Yaşamının büyük bir kısmında vaktini ve çabasını gazeteye adayan önemli sayıdaki gönüllünün katkısıyla Şalom bugünlere geldi… 30´dan fazla yıldır Şalom´da bilfiil çalışmış isimler Avram Leyon´lu günlerden modern Şalom´a nasıl gelindiğini anlattı.
Şalom’un 75. yılında - AVRAM VENTURA
Bir gazete için 75 yıl, dile kolay! Hele bunun 55 yılında benim de yer aldığım düşünülürse… İlk deneme yazılarım, ikinci sayfadaki Gençlerin Köşesi’nde, 1968’de yayımlanmaya başladı. 1969’da gazetenin şiir yarışmasında birincilik ödülünü kazandım. O günlerden bu yana, Şalom’la bağımın hiç kopmadığını söyleyebilirim.
Üniversiteyi okuduğum yıllardı. Şalom’un Ladino yazarı, erdemsel ve teolojik yazıları, aynı dildeki şiirleriyle tanınan Bayan Ester Morguez Algranti’yi, fırsatını buldukça evinde görmeye giderdim.

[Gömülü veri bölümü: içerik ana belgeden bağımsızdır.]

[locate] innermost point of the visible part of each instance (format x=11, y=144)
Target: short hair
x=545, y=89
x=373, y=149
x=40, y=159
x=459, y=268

O ziyaretlerin birinde, Türkçeyi iyi kullandığımı, bunu geliştirmem gerektiğini söyleyerek gazetede yazmamı önermişti. Öyle bir deneyimim olmadığı için önce çekinmiş, sonra da onun baskısı ve yüreklendirmesiyle yazmaya başlamıştım. Gazetenin her şeyi olan Avram Leyon’un da attığım bu ilk adımlardaki katkılarını elbette unutamam.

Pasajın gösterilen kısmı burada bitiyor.